Friday, May 29, 2009

Fast-Start Failover on Oracle Error Conditions

Using Oracle 11g Data Guard configuration you can initiate Fast-Start Failover
based on different Oracle errors - Configure Conditions for Fast-start Failover

I decided to test it and created DG configuration using not only documentation
but running "ENABLE FAST_START FAILOVER" command, getting errors :) ,
looking into drc...log files (it is 11g, they are under trace directory),
correcting problems like: standby redo log files, flashback mode, increasing
Fast-Start Failover Lag Limit and finally got SUCCESS status for
"SHOW CONFIGURATION VERBOSE":
DGMGRL> show configuration verbose

Configuration
Name: bee
Enabled: YES
Protection Mode: MaxPerformance
Databases:
bee - Primary database
beesby - Physical standby database
- Fast-Start Failover target

Fast-Start Failover: ENABLED
Threshold: 30 seconds
Target: beesby
Observer: oel1.pythian
Lag Limit: 30 seconds
Shutdown Primary: TRUE
Auto-reinstate: TRUE

Current status for "bee":
SUCCESS

To see conditions which are configured to initiate FSF you need to execute
another command (I usually run help command and do copy/paste
of commands that I need):
DGMGRL> SHOW FAST_START FAILOVER;

Fast-Start Failover: ENABLED
Threshold: 30 seconds
Target: beesby
Observer: oel1.pythian
Lag Limit: 30 seconds
Shutdown Primary: TRUE
Auto-reinstate: TRUE

Configurable Failover Conditions
Health Conditions:
Corrupted Controlfile YES
Corrupted Dictionary YES
Inaccessible Logfile NO
Stuck Archiver NO
Datafile Offline YES

Oracle Error Conditions:
(none)

There were predefined logically named health conditions for Fast-Start Failover
and no Oracle Error Conditions.

Using help command and provided syntax I set FSF for ORA-00001 error (!)
that means failover should be initiated after violation of unique constraint
(That's terrific condition!)
DGMGRL> ENABLE FAST_START FAILOVER CONDITION 1;
Succeeded.

alert.log also mentioned it but in decoded manner:
OS Pid: 2964 executed alter system set events '1 trace name failover level 1'

where PID=2964 belonged to DMON process.
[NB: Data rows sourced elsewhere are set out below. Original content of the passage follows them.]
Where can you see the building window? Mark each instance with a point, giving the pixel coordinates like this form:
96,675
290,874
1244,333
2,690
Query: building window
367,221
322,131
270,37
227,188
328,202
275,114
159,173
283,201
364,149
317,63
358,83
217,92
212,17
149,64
The error now is on conditions list:
DGMGRL> SHOW FAST_START FAILOVER;

Fast-Start Failover: ENABLED
Threshold: 30 seconds
Target: beesby
Observer: oel1.pythian
Lag Limit: 30 seconds
Shutdown Primary: TRUE
Auto-reinstate: TRUE

Configurable Failover Conditions
Health Conditions:
Corrupted Controlfile YES
Corrupted Dictionary YES
Inaccessible Logfile NO
Stuck Archiver NO
Datafile Offline YES

Oracle Error Conditions:
ORA-00001: unique constraint (%s.%s) violated

The only thing left wass to raise the error - I created the table with PK and tried to insert
duplicated value, got the error:
SQL> insert into t2 values(1);
insert into t2 values(1)
*
ERROR at line 1:
ORA-00001: unique constraint (AG.SYS_C009503) violated


And failover was started:
alert.log on primary
...
OS Pid: 2964 executed alter system set events '1 trace name failover level 1'
Wed May 27 19:30:58 2009
Foreground: user-configured ORA-1 requesting FSFO
Wed May 27 19:31:03 2009
A user-configurable Fast-Start Failover condition was detected. The primary is shutting down due to ORA-00001: unique constraint (%s.%s) violated.
Database bee will not be automatically reinstated.
USER (ospid: 3587): terminating the instance
Instance terminated by USER, pid = 3587
...

alert.log on standby
...
Attempting Fast-Start Failover due to detection of condition ORA-00001: unique constraint (%s.%s) violated.
Database bee will not be automatically reinstated.
...
Failover succeeded. Primary database is now beesby.
...

observer output
...
19:31:05.81 Wednesday, May 27, 2009
Initiating Fast-Start Failover to database "beesby"...
Performing failover NOW, please wait...
Failover succeeded, new primary is "beesby"
19:31:19.15 Wednesday, May 27, 2009
...

Wonderful, failover was done and now I had to reinstate the standby

And that was completed but through several steps (I did not use static configuration of global database name
in listener - that might was the cause of failure to accomplish it at once - I need to check it):

  1. startup new standby database in mount mode (bee)
  2. REINSTATE DATABASE bee (from dgmgrl connected as sys/sys from beesby environment)
  3. startup standby database in mount mode (bee)
  4. REINSTATE DATABASE bee (from dgmgrl connected as sys/sys from beesby environment)
=== 1 ===
SQL>
startup mount
...
Database mounted.

=== 2 ===
[oracle@oel1 beesby ~]$ dgmgrl sys/sys
DGMGRL for Linux: Version 11.1.0.7.0 - Production

Copyright (c) 2000, 2005, Oracle. All rights reserved.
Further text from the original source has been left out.